Find some good breeders, tell them your story. Although Al has a problem with unprovoked aggression with bigger dogs, I think that was our fault -- insufficient socialization -- and with kids and people, our two are a dream come true. Although if you saw them with the vacuum.....
I don't think adoption would be the way to go in your case honestly. I think you should find a reputable breeder and tell them what you went through, allow them to pick a puppy that fits what you are looking for. Last year I went through hell trying to find a second dog, the two dogs I tried (one on trial from a breeder and one through rescue) would be a nightmare for somebody in your situation. The first dog I had was a 4 year old retired cardigan show dog, he was a champion with titles in obedience and rally, he was also very dog aggressive and unpredictable around small kids and dogs in general. Despite his show background he was fearful and I never knew when he would attack another dog, he would give no warning. I told the breeder that he would be around a lot of other dogs and people and she did not mention this type of behavior at all. I drove 6 hours to pick him up only to find he was incredibly dog aggressive and terrified of cars, strangers, and had separation anxiety. With the breeders permission I found him a more suitable home. The second dog was from a rescue, while he wasn't aggressive he had so many behavioral problems that after 7 months of training, medication, vet bills, more training, etc I had to re-home him. I think there are so many unknowns with a rescue dog and/or adult dog that you are better off getting a puppy. That way you can train him from the get go. Get him from a reputable breeder so you know he is mentally sound and you also know they will help you raise the puppy when/if questions arise. I have only had experience with the one cardigan, but I too have head that pems want to be everyone's friend and are very goofy while cardigans are more standoffish, serious, and reserved, don't know how true this is.

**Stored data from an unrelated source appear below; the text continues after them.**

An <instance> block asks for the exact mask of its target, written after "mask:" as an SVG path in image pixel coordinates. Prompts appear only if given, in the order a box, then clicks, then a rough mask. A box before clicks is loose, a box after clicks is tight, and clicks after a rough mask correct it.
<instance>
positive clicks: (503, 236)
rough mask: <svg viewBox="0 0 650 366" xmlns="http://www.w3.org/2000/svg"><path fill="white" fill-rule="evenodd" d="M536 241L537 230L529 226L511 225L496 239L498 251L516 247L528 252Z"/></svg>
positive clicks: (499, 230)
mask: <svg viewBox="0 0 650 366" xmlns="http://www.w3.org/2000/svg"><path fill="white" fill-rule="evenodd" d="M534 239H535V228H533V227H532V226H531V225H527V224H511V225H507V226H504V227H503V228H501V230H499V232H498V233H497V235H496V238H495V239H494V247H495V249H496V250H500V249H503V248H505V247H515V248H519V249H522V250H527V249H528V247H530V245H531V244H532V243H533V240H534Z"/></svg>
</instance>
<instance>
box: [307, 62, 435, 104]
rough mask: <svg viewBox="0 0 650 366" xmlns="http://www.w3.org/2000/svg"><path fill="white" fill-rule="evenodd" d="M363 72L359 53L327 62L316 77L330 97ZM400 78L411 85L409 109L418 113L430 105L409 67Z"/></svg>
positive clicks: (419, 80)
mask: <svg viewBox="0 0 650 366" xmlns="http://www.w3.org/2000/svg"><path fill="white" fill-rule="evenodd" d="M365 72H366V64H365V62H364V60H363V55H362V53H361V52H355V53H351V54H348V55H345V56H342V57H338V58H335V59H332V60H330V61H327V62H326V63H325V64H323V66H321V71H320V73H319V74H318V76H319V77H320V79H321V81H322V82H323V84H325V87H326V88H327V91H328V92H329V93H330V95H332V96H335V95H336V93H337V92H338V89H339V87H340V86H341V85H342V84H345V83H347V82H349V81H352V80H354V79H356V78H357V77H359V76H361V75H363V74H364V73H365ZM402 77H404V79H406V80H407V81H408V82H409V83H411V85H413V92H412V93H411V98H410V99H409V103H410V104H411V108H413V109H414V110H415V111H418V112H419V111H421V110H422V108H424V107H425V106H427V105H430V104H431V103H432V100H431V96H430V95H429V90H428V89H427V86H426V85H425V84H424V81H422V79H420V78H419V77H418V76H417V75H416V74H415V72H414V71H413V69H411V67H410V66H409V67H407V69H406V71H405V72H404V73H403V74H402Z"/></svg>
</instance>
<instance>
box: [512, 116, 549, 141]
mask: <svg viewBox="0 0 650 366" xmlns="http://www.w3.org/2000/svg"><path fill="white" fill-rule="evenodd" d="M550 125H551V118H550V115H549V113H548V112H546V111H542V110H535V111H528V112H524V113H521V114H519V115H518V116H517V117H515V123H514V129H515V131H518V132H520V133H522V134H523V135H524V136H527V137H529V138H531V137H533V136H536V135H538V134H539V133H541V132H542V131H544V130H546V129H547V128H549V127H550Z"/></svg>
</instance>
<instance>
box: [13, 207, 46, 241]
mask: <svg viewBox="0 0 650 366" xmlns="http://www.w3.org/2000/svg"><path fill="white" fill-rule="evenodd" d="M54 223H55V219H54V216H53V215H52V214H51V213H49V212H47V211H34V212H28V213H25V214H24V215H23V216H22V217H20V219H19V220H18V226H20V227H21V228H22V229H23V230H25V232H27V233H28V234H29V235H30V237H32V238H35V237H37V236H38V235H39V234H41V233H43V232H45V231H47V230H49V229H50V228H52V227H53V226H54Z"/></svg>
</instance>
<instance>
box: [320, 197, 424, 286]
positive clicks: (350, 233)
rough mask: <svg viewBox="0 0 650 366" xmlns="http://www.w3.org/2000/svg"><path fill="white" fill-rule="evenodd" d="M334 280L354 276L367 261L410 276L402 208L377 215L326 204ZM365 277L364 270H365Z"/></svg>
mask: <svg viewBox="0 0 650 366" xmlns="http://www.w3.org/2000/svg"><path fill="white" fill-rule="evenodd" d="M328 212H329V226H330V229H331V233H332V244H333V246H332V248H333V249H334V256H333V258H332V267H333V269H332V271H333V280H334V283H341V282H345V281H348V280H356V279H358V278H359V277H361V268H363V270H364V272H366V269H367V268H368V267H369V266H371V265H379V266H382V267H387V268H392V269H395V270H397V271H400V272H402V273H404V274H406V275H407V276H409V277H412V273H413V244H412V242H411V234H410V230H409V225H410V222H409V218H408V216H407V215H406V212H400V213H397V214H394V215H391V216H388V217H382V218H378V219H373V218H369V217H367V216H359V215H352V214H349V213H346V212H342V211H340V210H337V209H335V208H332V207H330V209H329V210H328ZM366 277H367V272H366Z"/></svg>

How about adopting an adult from a Corgi rescue or a breeder. Sometime breeder have a retired show dog for adoption. This way you can observe and get used to the new Corgi without any fear of what might happen, and the rescue organization or breeder would an additional resource to help you out if needed.
No one, human or dog, should ever have to go thru what you did.

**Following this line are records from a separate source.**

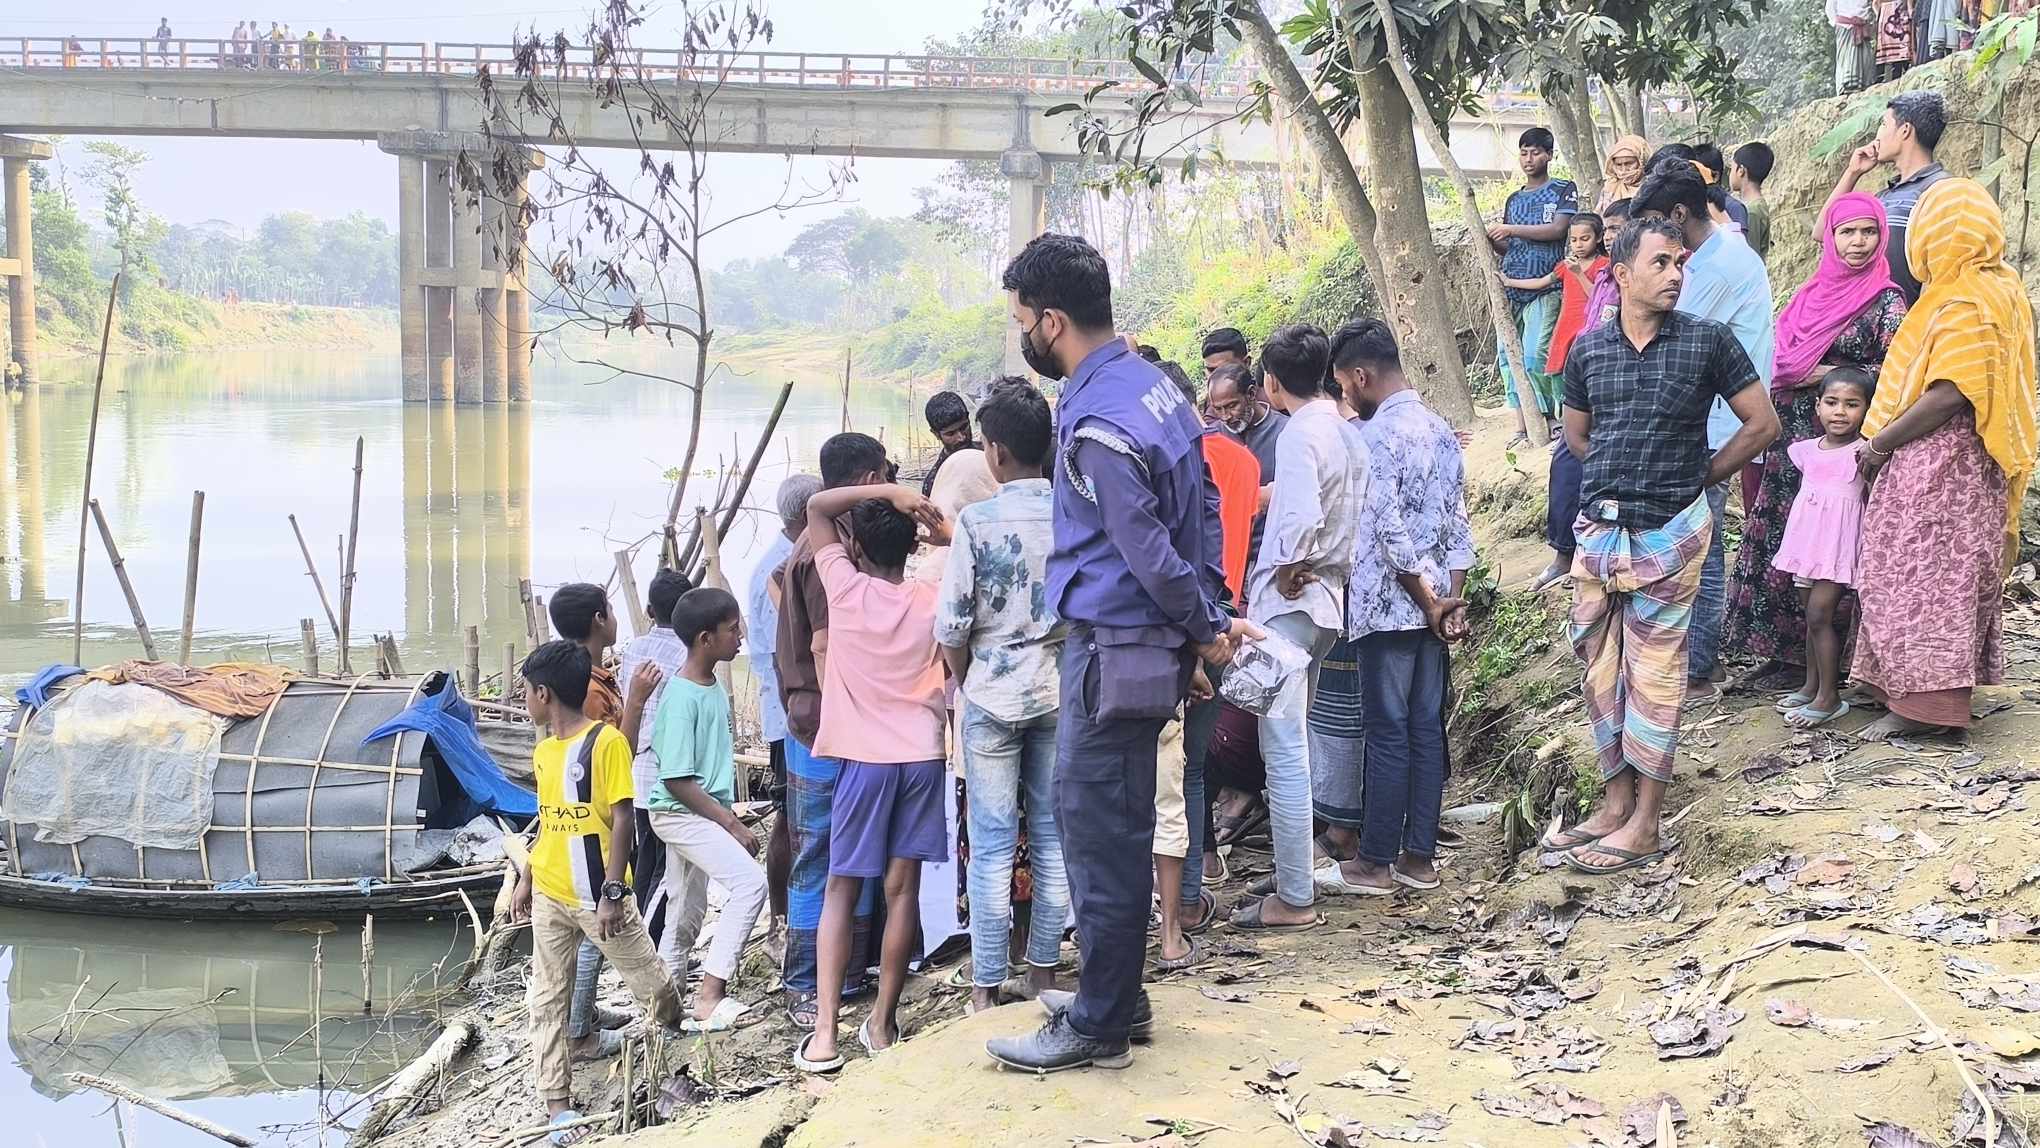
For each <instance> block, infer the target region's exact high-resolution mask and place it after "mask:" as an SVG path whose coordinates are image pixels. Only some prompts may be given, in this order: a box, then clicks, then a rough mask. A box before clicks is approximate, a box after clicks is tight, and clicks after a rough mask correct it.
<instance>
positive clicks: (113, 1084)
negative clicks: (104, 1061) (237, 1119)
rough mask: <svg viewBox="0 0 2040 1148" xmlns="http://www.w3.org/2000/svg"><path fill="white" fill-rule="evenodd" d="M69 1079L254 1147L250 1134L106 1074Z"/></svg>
mask: <svg viewBox="0 0 2040 1148" xmlns="http://www.w3.org/2000/svg"><path fill="white" fill-rule="evenodd" d="M69 1081H71V1083H73V1085H78V1087H80V1089H94V1091H100V1093H106V1095H110V1097H114V1099H116V1101H126V1103H131V1105H135V1107H145V1109H149V1111H153V1113H157V1115H167V1117H169V1119H175V1121H177V1124H182V1126H186V1128H196V1130H198V1132H204V1134H206V1136H210V1138H214V1140H224V1142H228V1144H239V1146H241V1148H255V1142H253V1140H249V1138H247V1136H241V1134H239V1132H235V1130H231V1128H220V1126H218V1124H212V1121H210V1119H206V1117H202V1115H192V1113H188V1111H184V1109H182V1107H175V1105H169V1103H163V1101H159V1099H155V1097H145V1095H141V1093H137V1091H135V1089H131V1087H126V1085H120V1083H114V1081H108V1079H104V1077H92V1075H88V1073H71V1075H69Z"/></svg>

Do I think you are nuts...no. If you are concerned about how you will feel about another corgi I also suggest that spend some time with them. If you have a local corgi club call them, explain your situation and ask when they are having a get together and if you can come. Call breeders, same thing...ask if you can come and spend some time with the dogs.

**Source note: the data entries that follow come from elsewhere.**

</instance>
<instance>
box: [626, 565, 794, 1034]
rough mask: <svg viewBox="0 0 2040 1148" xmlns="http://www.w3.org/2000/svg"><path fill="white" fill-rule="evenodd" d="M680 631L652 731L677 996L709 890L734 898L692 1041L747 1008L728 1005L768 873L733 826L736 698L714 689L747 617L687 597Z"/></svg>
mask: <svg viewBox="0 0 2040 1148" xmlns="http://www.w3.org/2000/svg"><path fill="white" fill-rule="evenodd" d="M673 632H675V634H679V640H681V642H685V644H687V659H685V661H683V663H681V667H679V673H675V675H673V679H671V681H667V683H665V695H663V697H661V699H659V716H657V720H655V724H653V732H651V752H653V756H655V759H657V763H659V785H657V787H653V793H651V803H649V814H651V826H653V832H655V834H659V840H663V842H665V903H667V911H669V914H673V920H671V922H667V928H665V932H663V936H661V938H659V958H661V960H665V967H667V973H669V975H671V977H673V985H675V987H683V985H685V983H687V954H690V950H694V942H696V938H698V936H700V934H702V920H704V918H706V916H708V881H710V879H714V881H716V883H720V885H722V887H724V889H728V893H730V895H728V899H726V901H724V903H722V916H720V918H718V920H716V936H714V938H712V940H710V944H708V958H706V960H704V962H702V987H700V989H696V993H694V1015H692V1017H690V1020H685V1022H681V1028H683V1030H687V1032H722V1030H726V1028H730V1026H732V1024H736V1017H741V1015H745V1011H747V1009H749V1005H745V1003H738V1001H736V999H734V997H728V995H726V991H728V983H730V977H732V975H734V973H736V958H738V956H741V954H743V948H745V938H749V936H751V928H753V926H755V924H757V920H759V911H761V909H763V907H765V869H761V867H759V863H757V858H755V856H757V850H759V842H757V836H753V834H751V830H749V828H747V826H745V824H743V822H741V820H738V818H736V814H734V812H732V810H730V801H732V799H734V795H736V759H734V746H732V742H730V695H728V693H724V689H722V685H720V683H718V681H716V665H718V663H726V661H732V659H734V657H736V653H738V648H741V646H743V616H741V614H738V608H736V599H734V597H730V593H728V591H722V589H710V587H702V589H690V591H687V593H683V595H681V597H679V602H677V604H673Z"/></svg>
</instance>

Pem or Cardi...I can't tell you. I have a Pem and haven't spent time with Cardis. They are both imtelligent dogs and both breeds love people. The way the difference in personalities was explained to me was that when Pems meet someone new they say "ohboy ohboy, someone else to pet me!" Cardis say "excuse me, have we been properly introduced?" I have heard that cardis are a little more laid back then Pems.
Either way I wish you the best of luck in choosing a new member of your family. Let us know how it goes.